Bug 1303733
| Summary: | backport of: "softirq: split timer softirqs out of ksoftirqd" | |||
|---|---|---|---|---|
| Product: | Red Hat Enterprise Linux 7 | Reporter: | Daniel Bristot de Oliveira <daolivei> | |
| Component: | kernel-rt | Assignee: | Clark Williams <williams> | |
| kernel-rt sub component: | Other | QA Contact: | Jiri Kastner <jkastner> | |
| Status: | CLOSED ERRATA | Docs Contact: | ||
| Severity: | medium | |||
| Priority: | high | CC: | bhu, lgoncalv, mkolaja, williams | |
| Version: | 7.3 | Keywords: | ZStream | |
| Target Milestone: | rc | |||
| Target Release: | 7.3 | |||
| Hardware: | x86_64 | |||
| OS: | Linux | |||
| Whiteboard: | ||||
| Fixed In Version: | Doc Type: | Bug Fix | ||
| Doc Text: | Story Points: | --- | ||
| Clone Of: | ||||
| : | 1306962 1313435 (view as bug list) | Environment: | ||
| Last Closed: | 2016-11-03 19:41:42 UTC | Type: | Bug | |
| Regression: | --- | Mount Type: | --- | |
| Documentation: | --- | CRM: | ||
| Verified Versions: | Category: | --- | ||
| oVirt Team: | --- | RHEL 7.3 requirements from Atomic Host: | ||
| Cloudforms Team: | --- | Target Upstream Version: | ||
| Embargoed: | ||||
| Bug Depends On: | ||||
| Bug Blocks: | 1203710, 1274397, 1306962, 1313435 | |||
|
Description
Daniel Bristot de Oliveira
2016-02-01 19:45:29 UTC
A customer faced a RCU stall because a the timer softirq was preempted
by a spinning RT thread.
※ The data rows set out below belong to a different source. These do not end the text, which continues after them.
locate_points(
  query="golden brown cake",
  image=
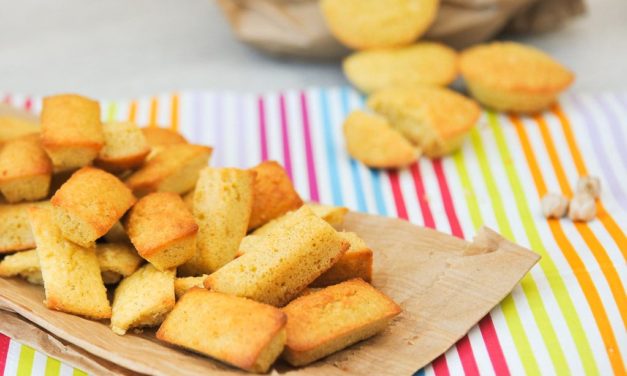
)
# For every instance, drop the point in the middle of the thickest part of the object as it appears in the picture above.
(371, 140)
(424, 63)
(274, 194)
(71, 131)
(15, 231)
(142, 299)
(162, 230)
(13, 127)
(297, 254)
(223, 202)
(125, 147)
(366, 24)
(244, 333)
(159, 138)
(331, 319)
(356, 263)
(71, 273)
(25, 169)
(334, 215)
(509, 76)
(436, 120)
(183, 284)
(174, 169)
(89, 204)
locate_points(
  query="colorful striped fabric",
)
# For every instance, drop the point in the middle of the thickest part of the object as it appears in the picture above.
(568, 316)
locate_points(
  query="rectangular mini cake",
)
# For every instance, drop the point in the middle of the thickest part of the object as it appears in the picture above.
(356, 263)
(71, 131)
(15, 231)
(273, 192)
(125, 147)
(142, 299)
(163, 230)
(25, 169)
(173, 169)
(238, 331)
(294, 257)
(222, 205)
(71, 273)
(89, 204)
(322, 322)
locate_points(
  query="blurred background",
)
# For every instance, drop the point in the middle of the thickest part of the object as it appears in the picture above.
(121, 49)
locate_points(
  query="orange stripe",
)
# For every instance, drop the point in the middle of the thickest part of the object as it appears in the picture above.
(606, 219)
(607, 267)
(132, 112)
(569, 252)
(174, 121)
(154, 105)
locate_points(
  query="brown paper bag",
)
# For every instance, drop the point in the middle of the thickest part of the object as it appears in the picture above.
(296, 27)
(444, 285)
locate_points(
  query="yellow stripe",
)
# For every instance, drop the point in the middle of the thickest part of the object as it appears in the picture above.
(53, 367)
(25, 361)
(569, 252)
(154, 108)
(174, 113)
(569, 313)
(606, 219)
(528, 284)
(607, 267)
(514, 323)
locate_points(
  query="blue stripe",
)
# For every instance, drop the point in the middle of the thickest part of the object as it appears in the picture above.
(359, 191)
(336, 190)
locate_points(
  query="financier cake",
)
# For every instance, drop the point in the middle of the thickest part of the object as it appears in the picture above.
(322, 322)
(162, 229)
(371, 140)
(508, 76)
(273, 192)
(223, 201)
(435, 119)
(89, 204)
(424, 63)
(71, 131)
(71, 274)
(366, 24)
(25, 169)
(173, 169)
(237, 331)
(125, 147)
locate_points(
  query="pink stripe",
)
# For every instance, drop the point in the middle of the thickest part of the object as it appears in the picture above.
(263, 135)
(311, 168)
(4, 351)
(287, 157)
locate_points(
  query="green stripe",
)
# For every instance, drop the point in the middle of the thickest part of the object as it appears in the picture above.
(546, 263)
(25, 362)
(528, 284)
(514, 323)
(53, 367)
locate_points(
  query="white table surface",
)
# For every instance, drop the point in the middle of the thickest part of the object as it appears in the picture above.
(121, 49)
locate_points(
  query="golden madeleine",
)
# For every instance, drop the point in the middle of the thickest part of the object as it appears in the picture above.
(435, 119)
(424, 63)
(371, 140)
(508, 76)
(364, 24)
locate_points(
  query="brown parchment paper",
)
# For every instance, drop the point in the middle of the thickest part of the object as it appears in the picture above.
(445, 285)
(297, 28)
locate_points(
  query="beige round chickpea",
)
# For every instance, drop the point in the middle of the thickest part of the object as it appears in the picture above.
(582, 208)
(554, 205)
(590, 185)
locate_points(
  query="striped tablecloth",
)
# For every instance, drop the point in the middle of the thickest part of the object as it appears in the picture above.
(567, 316)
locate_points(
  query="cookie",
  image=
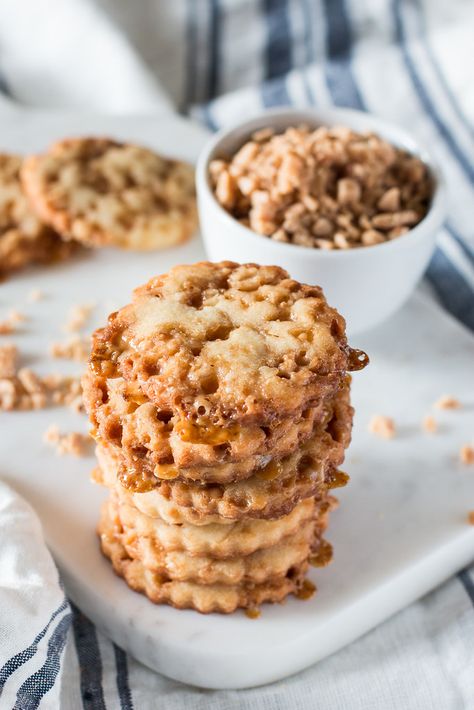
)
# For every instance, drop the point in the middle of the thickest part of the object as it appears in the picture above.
(24, 239)
(105, 193)
(152, 446)
(258, 567)
(269, 493)
(190, 595)
(241, 538)
(220, 345)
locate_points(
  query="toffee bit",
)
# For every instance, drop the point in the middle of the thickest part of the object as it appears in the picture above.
(447, 402)
(466, 455)
(358, 359)
(35, 295)
(73, 443)
(8, 361)
(252, 613)
(430, 425)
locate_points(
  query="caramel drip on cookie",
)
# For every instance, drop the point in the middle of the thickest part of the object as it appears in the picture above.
(322, 556)
(206, 434)
(271, 471)
(337, 479)
(358, 359)
(165, 471)
(252, 613)
(306, 591)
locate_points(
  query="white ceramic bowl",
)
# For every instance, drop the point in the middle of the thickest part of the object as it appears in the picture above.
(365, 284)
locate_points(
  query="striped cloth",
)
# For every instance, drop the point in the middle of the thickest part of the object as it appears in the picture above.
(407, 60)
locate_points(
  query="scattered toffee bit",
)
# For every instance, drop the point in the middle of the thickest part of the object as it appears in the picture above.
(8, 361)
(9, 324)
(328, 188)
(7, 327)
(430, 425)
(358, 359)
(466, 455)
(383, 427)
(23, 389)
(252, 613)
(337, 479)
(447, 402)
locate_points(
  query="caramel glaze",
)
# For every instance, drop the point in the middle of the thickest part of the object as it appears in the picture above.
(206, 434)
(322, 555)
(252, 613)
(336, 479)
(306, 591)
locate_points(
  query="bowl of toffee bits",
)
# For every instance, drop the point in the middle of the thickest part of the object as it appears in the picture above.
(339, 198)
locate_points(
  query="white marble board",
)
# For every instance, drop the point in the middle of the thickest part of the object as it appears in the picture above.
(401, 528)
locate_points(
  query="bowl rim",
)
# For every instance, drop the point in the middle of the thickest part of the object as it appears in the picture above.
(392, 132)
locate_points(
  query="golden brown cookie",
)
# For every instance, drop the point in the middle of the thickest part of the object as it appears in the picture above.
(239, 539)
(151, 446)
(220, 345)
(261, 565)
(24, 239)
(267, 494)
(105, 193)
(204, 598)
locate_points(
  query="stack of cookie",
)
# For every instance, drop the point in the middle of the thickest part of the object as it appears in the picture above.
(219, 400)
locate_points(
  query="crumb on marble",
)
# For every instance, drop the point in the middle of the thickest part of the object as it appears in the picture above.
(447, 402)
(466, 455)
(430, 425)
(36, 294)
(381, 426)
(8, 360)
As the ksoftirq currently runs network load,
it is not a good idea to run it on a high RT priority. On the other
hand, the delay on delivering a timer, or a long preemption of the
timer softirq while it holds a lock can cause damage on system's
operation. Being able to increase the priority of the timer
softirq can be the best solution for these potential problems.
Here is the RCA of a RCU stall caused by the preemption of the
timer softirq, which can be avoided by increasing timer's
softirq thread priority.
==== RCA of a customer's support case ====
The system complained about a RCU Stall, and an hung task - the rcu_preempt.
The rcu_preempt task is sleeping on UN state for 00:02:26.544:
crash> ps -m 14
[0 00:02:26.544] [UN] PID: 14 TASK: ffff880c151a98b0 CPU: 6 COMMAND: "rcu_preempt"
rcu_preempt's stack is:
crash> bt
PID: 14 TASK: ffff880c151a98b0 CPU: 6 COMMAND: "rcu_preempt"
#0 [ffff880c151b3c78] __schedule at ffffffff815bf324
#1 [ffff880c151b3d20] schedule at ffffffff815bf9c4
#2 [ffff880c151b3d40] del_timer_sync at ffffffff8106b5f5
#3 [ffff880c151b3dc0] schedule_timeout at ffffffff815be334
#4 [ffff880c151b3e30] rcu_gp_kthread at ffffffff810fe55f
#5 [ffff880c151b3ec0] kthread at ffffffff8108389e
#6 [ffff880c151b3f50] ret_from_fork at ffffffff815c966c
The task is sleeping on del_timer_sync() function...
del_timer_sync() definition:
#if defined(CONFIG_SMP) || defined(CONFIG_PREEMPT_RT_FULL)
/**
* del_timer_sync - deactivate a timer and wait for the handler to finish.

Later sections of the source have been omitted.